Handle this using the ArchiverOptions. Here is an example:

func(a * Archiver) Archive(ctx context.Context, URI string, request * ArchiveRequest, opts...ArchiveOption) error {
featureCatalog: = GetFeatureCatalog(opts...) // this function is defined in options.go
var progress progress
// Check if the feature for recording progress is enabled.
if featureCatalog.ProgressManager != nil {
if err: = featureCatalog.ProgressManager.LoadProgress(ctx, & prevProgress);
err != nil {
// log some error message and return error if needed.
}
}
// Your archiver implementation...
// Record current progress
if featureCatalog.ProgressManager != nil {
if err: = featureCatalog.ProgressManager.RecordProgress(ctx, progress);
err != nil {
// log some error message and return error if needed.
}
}
}

If my Archive method encounters an error which is non-retryable how do I indicate to the caller that should not retry?
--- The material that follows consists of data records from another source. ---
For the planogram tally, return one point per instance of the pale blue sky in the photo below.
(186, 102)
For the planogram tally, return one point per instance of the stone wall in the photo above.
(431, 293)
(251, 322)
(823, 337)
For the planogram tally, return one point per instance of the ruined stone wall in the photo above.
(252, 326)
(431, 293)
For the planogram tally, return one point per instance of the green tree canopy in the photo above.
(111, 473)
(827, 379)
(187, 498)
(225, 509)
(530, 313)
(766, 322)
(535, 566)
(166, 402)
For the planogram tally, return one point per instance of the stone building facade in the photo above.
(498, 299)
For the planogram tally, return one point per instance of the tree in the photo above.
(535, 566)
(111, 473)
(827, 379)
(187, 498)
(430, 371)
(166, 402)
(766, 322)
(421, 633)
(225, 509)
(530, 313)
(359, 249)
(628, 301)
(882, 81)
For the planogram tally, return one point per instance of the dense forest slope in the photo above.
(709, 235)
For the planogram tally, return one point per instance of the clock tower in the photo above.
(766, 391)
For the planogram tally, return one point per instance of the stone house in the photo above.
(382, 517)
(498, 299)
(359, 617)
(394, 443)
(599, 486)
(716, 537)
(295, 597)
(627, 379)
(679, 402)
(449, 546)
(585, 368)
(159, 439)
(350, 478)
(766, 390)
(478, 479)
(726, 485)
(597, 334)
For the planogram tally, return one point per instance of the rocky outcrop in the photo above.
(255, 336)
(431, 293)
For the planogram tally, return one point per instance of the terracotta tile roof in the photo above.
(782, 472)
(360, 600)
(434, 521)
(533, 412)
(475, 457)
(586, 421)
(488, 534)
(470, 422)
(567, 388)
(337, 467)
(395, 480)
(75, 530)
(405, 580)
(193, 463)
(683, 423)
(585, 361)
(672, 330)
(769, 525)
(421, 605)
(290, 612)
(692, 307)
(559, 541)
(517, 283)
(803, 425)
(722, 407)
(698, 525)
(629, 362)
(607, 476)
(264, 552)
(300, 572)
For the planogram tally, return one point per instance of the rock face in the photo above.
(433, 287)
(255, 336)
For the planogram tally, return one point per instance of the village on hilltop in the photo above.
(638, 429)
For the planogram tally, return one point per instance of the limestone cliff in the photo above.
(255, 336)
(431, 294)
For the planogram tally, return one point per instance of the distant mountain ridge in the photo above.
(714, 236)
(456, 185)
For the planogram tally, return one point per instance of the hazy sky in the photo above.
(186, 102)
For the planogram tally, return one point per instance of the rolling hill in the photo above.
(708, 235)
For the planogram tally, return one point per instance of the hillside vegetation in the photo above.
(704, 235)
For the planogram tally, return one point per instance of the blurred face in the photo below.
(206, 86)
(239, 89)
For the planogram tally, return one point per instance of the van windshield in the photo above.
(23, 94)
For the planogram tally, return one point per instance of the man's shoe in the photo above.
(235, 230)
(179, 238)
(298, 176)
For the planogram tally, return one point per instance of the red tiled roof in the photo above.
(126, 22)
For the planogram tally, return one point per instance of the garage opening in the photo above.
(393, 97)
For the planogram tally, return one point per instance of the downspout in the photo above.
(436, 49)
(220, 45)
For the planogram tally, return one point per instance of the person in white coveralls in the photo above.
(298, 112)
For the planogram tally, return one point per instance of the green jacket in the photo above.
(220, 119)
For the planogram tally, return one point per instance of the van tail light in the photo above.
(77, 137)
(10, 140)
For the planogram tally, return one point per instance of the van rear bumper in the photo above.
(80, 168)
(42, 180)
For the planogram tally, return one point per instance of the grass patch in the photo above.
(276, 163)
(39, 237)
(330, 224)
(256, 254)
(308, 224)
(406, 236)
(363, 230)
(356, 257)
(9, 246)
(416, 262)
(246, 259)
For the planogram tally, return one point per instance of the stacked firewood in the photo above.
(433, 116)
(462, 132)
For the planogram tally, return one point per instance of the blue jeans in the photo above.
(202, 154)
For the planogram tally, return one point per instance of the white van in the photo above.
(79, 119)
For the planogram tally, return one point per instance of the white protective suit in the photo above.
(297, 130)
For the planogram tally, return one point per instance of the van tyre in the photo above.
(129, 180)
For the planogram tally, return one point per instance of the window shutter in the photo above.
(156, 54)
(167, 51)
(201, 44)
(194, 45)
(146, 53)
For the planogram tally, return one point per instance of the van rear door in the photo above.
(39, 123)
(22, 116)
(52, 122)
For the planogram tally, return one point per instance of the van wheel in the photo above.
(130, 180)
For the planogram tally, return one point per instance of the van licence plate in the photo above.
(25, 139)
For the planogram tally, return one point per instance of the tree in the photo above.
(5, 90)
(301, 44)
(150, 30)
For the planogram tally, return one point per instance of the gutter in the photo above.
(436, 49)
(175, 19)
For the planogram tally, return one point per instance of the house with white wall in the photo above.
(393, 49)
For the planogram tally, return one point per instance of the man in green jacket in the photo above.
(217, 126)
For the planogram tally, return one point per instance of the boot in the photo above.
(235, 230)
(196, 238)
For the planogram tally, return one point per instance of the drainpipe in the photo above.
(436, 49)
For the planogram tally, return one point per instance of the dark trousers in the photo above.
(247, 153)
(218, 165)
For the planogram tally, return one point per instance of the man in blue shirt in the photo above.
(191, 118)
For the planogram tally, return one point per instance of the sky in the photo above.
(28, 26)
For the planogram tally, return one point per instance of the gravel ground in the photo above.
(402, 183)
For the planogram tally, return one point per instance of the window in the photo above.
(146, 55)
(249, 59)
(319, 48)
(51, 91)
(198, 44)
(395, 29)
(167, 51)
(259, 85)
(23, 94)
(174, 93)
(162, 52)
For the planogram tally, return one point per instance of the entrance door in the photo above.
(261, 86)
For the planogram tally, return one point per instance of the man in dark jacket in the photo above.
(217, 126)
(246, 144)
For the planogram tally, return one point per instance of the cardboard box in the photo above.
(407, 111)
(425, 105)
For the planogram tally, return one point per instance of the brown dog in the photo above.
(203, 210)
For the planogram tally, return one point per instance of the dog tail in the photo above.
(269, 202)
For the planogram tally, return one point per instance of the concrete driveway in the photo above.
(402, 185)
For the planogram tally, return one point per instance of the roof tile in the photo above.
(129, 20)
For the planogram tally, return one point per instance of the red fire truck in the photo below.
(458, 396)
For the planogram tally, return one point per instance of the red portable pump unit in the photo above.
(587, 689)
func(a * Archiver) Archive(ctx context.Context, URI string, request * ArchiveRequest, opts...ArchiveOption) error {
featureCatalog: = GetFeatureCatalog(opts...) // this function is defined in options.go
err: = youArchiverImpl()
if nonRetryableErr(err) {
if featureCatalog.NonRetryableError != nil {
return featureCatalog.NonRetryableError() // when the caller gets this error type back it will not retry anymore.
}
}
}

How does my history archiver implementation read history?

The archiver package provides a utility called HistoryIterator which is a wrapper of HistoryManager. HistoryIterator is more simple than the HistoryManager, which is available in the BootstrapContainer, so archiver implementations can choose to use it when reading Workflow histories. See the historyIterator.go file for more details. Use the filestore historyArchiver implementation as an example.

Should my archiver define its own error types?

Each archiver is free to define and return its own errors. However many common errors which exist between archivers are already defined in common/archiver/constants.go.

Is there a generic query syntax for the visibility archiver?

Currently no. But this is something we plan to do in the future. As for now, try to make your syntax similar to the one used by our advanced list Workflow API.